Freitag, 11. April 2014

Album-Vorstellung: Farewell Dear Ghost "We Colour The Night"

Farewell Dear Ghost
Als kleine Kinder hatten wohl viele von uns Angst vor übernatürlichen Wesen, Geistern oder Monstern. Oft haben wir unsere Eltern darum gebeten, im Schrank oder unter dem Bett nachzusehen, ob sich da auch wirklich kein gruseliger Passagier versteckt hat. Selbst der eingeforderte offene Türspalt, durch den etwas Licht in das eigene Zimmer dringen konnte, half meist nicht, die letzten Bedenken auszuräumen, dass die Schattengebilde an den Wänden eventuell doch noch zu gefräßigen Kreaturen mutieren könnten.
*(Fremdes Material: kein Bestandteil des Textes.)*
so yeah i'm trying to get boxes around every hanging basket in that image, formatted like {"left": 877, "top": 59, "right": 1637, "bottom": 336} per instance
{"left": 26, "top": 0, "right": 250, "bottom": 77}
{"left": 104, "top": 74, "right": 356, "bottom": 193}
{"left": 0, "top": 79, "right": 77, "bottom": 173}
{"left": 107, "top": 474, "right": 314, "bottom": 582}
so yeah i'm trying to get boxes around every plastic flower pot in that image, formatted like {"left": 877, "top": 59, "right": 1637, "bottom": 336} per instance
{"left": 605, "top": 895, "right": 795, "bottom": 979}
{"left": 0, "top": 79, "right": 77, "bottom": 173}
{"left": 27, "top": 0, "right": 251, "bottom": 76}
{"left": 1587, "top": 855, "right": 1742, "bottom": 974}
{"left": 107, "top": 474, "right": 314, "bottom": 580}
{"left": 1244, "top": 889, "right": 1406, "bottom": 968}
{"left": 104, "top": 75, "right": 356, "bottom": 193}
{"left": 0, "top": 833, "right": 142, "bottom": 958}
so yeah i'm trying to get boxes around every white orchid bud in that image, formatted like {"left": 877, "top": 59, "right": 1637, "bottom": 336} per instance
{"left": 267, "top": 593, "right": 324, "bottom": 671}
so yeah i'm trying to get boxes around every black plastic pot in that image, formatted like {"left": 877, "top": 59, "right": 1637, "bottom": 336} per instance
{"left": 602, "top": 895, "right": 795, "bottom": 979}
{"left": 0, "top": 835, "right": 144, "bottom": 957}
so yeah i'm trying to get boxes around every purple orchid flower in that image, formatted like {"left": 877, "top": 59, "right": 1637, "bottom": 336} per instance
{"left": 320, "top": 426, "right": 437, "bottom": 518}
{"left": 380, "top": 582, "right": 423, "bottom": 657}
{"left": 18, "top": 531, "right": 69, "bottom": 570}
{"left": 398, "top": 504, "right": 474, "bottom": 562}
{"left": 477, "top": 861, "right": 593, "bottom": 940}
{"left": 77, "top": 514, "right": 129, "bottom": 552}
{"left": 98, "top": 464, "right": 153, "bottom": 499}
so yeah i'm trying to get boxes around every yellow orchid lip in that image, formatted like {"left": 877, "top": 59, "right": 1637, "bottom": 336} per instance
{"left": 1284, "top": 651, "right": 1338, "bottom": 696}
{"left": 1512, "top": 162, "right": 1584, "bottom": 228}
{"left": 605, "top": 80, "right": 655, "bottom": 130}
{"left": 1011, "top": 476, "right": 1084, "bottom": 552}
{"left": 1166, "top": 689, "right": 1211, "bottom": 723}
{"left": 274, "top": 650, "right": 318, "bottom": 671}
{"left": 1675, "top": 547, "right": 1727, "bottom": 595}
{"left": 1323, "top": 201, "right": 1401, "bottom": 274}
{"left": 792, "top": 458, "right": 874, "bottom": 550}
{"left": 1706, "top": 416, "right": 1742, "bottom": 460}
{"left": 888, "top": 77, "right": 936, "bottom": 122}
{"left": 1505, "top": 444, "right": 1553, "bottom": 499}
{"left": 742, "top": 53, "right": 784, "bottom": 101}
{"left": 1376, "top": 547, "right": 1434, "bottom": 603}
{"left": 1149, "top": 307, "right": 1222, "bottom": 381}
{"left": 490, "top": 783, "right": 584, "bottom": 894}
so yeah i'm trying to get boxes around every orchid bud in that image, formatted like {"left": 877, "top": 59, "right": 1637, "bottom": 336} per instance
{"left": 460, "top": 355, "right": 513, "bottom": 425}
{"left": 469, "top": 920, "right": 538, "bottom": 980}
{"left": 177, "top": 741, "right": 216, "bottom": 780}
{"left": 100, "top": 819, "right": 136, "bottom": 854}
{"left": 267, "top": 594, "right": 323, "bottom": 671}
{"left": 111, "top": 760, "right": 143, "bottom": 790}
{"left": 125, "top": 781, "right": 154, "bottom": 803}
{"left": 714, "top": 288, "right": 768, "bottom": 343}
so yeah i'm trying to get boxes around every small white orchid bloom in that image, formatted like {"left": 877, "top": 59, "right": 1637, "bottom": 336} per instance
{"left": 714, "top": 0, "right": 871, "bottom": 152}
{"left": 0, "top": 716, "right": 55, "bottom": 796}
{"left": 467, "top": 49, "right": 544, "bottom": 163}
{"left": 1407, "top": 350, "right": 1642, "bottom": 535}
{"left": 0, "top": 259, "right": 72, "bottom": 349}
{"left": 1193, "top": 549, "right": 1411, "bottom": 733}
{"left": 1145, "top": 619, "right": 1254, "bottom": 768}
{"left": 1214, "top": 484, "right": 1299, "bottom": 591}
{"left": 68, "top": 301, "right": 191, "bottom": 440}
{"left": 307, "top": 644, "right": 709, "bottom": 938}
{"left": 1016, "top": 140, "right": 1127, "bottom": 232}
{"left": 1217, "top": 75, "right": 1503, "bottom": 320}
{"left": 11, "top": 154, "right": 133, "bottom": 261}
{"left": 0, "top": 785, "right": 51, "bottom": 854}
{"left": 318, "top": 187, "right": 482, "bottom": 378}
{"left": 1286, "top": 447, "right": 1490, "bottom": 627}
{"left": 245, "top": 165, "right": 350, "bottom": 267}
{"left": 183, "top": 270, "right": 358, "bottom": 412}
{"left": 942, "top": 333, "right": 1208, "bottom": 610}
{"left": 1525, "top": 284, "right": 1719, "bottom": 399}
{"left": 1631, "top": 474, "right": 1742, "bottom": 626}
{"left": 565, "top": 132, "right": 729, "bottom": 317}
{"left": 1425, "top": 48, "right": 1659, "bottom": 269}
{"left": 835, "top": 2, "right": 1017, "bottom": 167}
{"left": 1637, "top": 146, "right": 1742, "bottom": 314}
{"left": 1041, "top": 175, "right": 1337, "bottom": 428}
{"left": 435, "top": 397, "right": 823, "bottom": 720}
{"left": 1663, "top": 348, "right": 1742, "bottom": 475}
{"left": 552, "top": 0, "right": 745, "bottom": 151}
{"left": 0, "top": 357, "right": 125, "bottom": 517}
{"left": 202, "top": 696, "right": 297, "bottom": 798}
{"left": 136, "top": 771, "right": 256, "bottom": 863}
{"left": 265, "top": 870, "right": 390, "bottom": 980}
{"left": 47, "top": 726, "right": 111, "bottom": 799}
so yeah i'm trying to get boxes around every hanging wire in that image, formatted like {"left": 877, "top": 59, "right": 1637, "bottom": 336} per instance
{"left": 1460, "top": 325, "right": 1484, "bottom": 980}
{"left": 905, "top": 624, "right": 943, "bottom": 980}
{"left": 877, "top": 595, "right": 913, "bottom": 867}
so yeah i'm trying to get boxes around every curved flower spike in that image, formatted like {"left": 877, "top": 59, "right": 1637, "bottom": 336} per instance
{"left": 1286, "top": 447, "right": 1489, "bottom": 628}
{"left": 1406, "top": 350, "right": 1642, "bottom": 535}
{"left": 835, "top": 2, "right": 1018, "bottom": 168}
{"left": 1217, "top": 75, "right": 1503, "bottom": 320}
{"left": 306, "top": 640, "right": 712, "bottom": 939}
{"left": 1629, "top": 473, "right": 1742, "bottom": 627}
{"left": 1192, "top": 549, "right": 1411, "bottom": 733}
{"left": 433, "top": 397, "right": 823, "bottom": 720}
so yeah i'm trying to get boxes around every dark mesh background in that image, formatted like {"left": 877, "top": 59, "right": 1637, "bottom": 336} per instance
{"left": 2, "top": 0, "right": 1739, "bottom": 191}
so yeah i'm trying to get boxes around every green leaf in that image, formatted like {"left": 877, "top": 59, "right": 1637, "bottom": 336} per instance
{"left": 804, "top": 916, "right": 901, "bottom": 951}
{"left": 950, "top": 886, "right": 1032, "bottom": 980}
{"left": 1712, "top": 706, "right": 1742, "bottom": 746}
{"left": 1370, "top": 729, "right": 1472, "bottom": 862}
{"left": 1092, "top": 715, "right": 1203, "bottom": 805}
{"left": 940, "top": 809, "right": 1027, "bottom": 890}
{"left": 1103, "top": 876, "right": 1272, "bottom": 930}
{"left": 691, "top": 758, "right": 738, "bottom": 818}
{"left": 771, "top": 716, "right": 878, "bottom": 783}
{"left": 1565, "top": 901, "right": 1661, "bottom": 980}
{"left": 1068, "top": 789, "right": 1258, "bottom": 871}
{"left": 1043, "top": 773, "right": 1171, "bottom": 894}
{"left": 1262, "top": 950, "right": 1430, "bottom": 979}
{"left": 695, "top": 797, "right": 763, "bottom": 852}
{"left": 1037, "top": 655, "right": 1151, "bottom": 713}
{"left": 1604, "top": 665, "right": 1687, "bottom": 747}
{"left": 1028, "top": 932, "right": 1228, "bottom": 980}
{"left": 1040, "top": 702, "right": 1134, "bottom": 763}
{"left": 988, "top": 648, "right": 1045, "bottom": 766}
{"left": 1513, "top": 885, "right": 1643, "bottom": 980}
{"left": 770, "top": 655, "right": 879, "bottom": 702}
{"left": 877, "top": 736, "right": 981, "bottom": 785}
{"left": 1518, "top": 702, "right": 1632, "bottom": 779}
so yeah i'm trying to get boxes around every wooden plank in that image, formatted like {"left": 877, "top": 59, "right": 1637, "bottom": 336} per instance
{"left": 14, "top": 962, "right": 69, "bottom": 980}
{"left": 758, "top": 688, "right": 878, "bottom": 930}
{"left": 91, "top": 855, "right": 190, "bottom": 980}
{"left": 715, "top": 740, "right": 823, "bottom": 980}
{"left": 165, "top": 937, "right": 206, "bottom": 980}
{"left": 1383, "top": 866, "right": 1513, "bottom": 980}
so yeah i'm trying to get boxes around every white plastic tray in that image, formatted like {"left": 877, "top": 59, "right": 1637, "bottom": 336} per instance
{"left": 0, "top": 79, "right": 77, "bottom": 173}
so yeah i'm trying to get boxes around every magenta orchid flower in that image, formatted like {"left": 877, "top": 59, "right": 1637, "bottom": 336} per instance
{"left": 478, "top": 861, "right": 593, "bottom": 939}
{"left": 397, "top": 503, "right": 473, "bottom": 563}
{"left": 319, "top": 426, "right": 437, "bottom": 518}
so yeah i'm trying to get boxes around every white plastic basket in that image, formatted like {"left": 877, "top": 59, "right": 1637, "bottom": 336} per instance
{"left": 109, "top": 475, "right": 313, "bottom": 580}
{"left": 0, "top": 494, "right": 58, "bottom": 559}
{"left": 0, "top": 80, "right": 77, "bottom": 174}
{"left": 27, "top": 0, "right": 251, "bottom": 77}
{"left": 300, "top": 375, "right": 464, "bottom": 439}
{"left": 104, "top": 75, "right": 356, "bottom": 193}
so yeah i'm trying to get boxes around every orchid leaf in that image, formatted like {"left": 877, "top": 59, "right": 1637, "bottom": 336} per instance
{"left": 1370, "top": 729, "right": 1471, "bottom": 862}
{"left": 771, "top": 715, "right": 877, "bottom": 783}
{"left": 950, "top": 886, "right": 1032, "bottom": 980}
Wenn wir älter werden, sind wir oft der Meinung, dass Spuk und Gespenster zu den Ammenmärchen gehören und dass wir immun gegenüber Furcht und Panik seien. Immerhin sind wir ja erwachsen. Dabei haben wir indes meist unsere ganz eigenen Dämonen erschaffen, die die Gedanken gern in trübe Ecken drängen und uns den Hals zuschnüren. Alltagssorgen, Lügen oder ein immer undurchsichtigeres Weltgeschehen - überall lauern Bedrohungen. Was nun? Wir können all dies verschweigen, den Kopf in den Sand stecken oder uns einfach abwenden, doch wird die Dunkelheit irgendwann überhandnehmen, wenn wir uns ihr nicht entgegenstellen. Philipp Szalay versucht mit seinem Projekt Farewell Dear Ghost, einen Soundtrack für Hoffnungsträger und Mutige abzuliefern, die sich mit klopfendem Herzen aus dem grauen Schleier befreien wollen, der sie umgibt.

"We Colour The Night"
"We Colour The Night" ist nicht nur als Albumtitel des Debüts von Farewell Dear Ghost zu verstehen, sondern darüber hinaus auch als ein klares Statement in Richtung ehrlichen Optimismus. Dass dieser auch immer an das Eingeständnis der eigenen Verletzlichkeit gebunden ist, erörtern die Lyrics der Platte, die musikalisch zwischen Indierock, Noise und Synthie-Pop verortet ist. "Demons I" und "Demons II" rahmen dabei das üppige Werk des Österreichers. Geheimnisvoll, nahezu transparent und gewichtslos. Ansonsten halten Stücke wie "Fire", das expressive "Cool Blood" oder "Fears" eine gewisse Wucht bereit, mit der sie den Hörer zu überrollen und mitzureißen versuchen. Das gelingt zwar nicht immer, doch muss man den Songs des Albums insgesamt eine Wirkung zusprechen, die es in dieser Form nur noch selten im aktuellen Klangkosmos zu finden gibt. Ein leichter Nachgeschmack des Postrocks, à la Sophia oder Tiger Lou, wirft uns aus der Gegenwart fast zehn Jahre in die Vergangenheit zurück. In eine Zeit, in der es noch erlaubt war, an der einen oder anderen Stelle etwas dicker aufzutragen und dafür den Purismus einmal Purismus sein zu lassen. Volle, satte Kompositionen, eine feinbesaitete Männerstimme und zahlreich eingesetzte Gitarrenriffs machen "We Colour The Night" zu einem Gegengewicht des oft übertriebenen Stadiumrocks und darüber hinaus zu einer Scheibe, bei der selbst Geister das Tanzen anfangen dürften.